SF.net SVN: gar:[22910] csw/mgar/gar/v2/lib/python/compare_catalog.py

Maciej (Matchek) Bliziński maciej at opencsw.org
Sat Feb 1 18:02:58 CET 2014


Sending again
Em 28/01/2014 16:36, "Maciej (Matchek) Bliziński" <maciej at opencsw.org>
escreveu:

> Hi Carsten,
>
> More comments! I hope you'll be able to reduce the size of this script.
>
> 2014-01-28 <cgrzemba at users.sourceforge.net>
>
>> Revision: 22910
>>           http://sourceforge.net/p/gar/code/22910
>> Author:   cgrzemba
>> Date:     2014-01-28 16:20:56 +0000 (Tue, 28 Jan 2014)
>> Log Message:
>> -----------
>> use argparse, add out of order pkg compare
>>
>> Modified Paths:
>> --------------
>>     csw/mgar/gar/v2/lib/python/compare_catalog.py
>>
>> Modified: csw/mgar/gar/v2/lib/python/compare_catalog.py
>> ===================================================================
>> --- csw/mgar/gar/v2/lib/python/compare_catalog.py       2014-01-28
>> 12:36:44 UTC (rev 22909)
>> +++ csw/mgar/gar/v2/lib/python/compare_catalog.py       2014-01-28
>> 16:20:56 UTC (rev 22910)
>> @@ -2,55 +2,108 @@
>>
>>  import cjson
>>  import logging
>> -import optparse
>> +import argparse
>>  import urllib2
>>  import sys
>> +import re
>>
>>  logging.basicConfig(format='%(asctime)s %(levelname)s:%(message)s')

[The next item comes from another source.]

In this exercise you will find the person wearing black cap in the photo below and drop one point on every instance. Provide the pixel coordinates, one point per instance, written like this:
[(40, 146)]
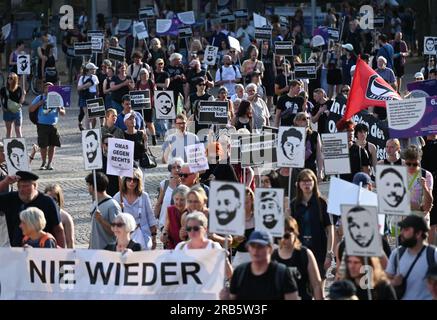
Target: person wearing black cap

>>  logger = logging.getLogger(__name__)
>>
>> +remote_scheme = ['http','https']
>> +local_scheme = ['file']
>> +
>> +def prepareCatListFromURI(uri):
>> +    catlst = []
>> +    if '://' in uri:
>>
>
> We can say that you have to have a valid URI that either starts with
> http:// or https:// or file://
>
>
>> +        scheme = uri.split(':')[0]
>> +        if scheme in remote_scheme:
>> +            logger.info("fetch remote %s", uri)
>> +            data = urllib2.urlopen(uri).read()
>>
>
> Let's use the requests module. We have a package.
>
>
> http://sourceforge.net/apps/trac/gar/browser/csw/mgar/gar/v2/lib/python/rest.py#L250
>
>
>> +            catlst = cjson.decode(data)

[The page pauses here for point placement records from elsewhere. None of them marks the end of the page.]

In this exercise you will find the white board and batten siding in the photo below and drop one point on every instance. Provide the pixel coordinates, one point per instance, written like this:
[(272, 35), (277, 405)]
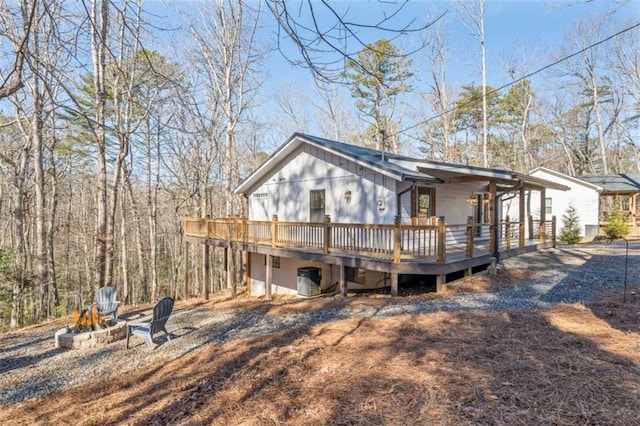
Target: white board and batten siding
[(353, 193), (451, 201), (582, 195)]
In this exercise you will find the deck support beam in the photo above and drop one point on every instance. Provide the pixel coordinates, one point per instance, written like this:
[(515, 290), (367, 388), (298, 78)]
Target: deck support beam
[(394, 284), (267, 280), (543, 216), (206, 265), (187, 266), (521, 217), (343, 281)]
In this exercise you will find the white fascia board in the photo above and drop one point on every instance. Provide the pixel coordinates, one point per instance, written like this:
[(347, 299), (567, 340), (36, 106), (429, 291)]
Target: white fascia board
[(569, 178), (290, 146), (467, 170), (284, 150)]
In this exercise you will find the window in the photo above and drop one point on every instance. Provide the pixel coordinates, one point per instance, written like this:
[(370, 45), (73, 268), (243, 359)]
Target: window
[(316, 205), (317, 199)]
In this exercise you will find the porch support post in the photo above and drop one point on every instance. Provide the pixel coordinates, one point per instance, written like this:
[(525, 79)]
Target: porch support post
[(470, 232), (397, 240), (543, 217), (327, 233), (343, 281), (274, 230), (442, 238), (186, 270), (267, 279), (206, 266), (493, 225), (394, 284), (521, 218)]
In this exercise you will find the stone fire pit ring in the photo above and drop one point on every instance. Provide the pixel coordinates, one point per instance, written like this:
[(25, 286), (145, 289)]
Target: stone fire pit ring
[(117, 330)]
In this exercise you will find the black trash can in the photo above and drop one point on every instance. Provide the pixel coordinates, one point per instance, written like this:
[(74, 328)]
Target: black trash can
[(309, 280)]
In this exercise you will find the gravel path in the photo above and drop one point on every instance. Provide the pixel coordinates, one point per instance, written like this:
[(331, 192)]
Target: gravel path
[(30, 365)]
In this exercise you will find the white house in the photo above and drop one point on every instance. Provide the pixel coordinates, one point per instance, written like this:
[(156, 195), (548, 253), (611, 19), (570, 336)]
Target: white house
[(582, 195), (358, 218)]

>> +            for e in catlst:
>> +                del e[9]
>> +            return catlst
>> +        elif scheme in local_scheme:
>> +            uri = re.sub('.*://','',uri)
>> +        else:
>> +            logger.error('unsupported URI format')
>> +            sys.exit(4)
>> +    with open(uri) as lcat:
>> +        logger.info("fetch local %s", uri)
>> +        for line in lcat: # skip 4 lines header '# CREATIONDATE'
>>
>
> We already have a parser, please use it.
>
> http://sourceforge.net/apps/trac/gar/browser/csw/mgar/gar/v2/lib/python/catalog.py#L66
>
>
>> +            if line.startswith("# CREATIONDATE"):
>> +                break
>> +        for line in lcat:
>> +            if line.startswith("-----BEGIN PGP SIGNATURE"):
>> +                break
>> +            catlst.append(line.rstrip().split(' '))
>> +    return catlst
>> +
>> +def compareOutOfOrder(a_catlst, b_catlst, idx):
>> +    a_pkgName2Idx = {}
>> +    i = idx
>> +    for j in range(idx,len(a_catlst)):
>> +        a_pkgName2Idx[a_catlst[j][0]] = j
>> +    # import pdb; pdb.set_trace()
>> +    while i < len(b_catlst):
>> +        if b_catlst[i][0] in a_pkgName2Idx:
>> +            if b_catlst[i] != a_catlst[a_pkgName2Idx[b_catlst[i][0]]]:
>> +                logger.warning("pkgs different at {0},{1}: {2}
>> {3}".format(i,a_pkgName2Idx[b_catlst[i][0]],a_catlst[a_pkgName2Idx[b_catlst[i][0]]],b_catlst[i]))
>> +                sys.exit(1)
>> +        else:
>> +            logger.warning("not in acat: %s", b_catlst[i])
>> +            sys.exit(1)
>> +        i += 1
>> +    b_pkgName2Idx = {}
>> +    for j in range(idx,len(b_catlst)):
>> +        b_pkgName2Idx[b_catlst[j][0]] = j
>> +    # import pdb; pdb.set_trace()
>> +    i = idx
>> +    while i < len(a_catlst):
>> +        if a_catlst[i][0] not in b_pkgName2Idx:
>> +            logger.warning("not in bcat: %s", a_catlst[i])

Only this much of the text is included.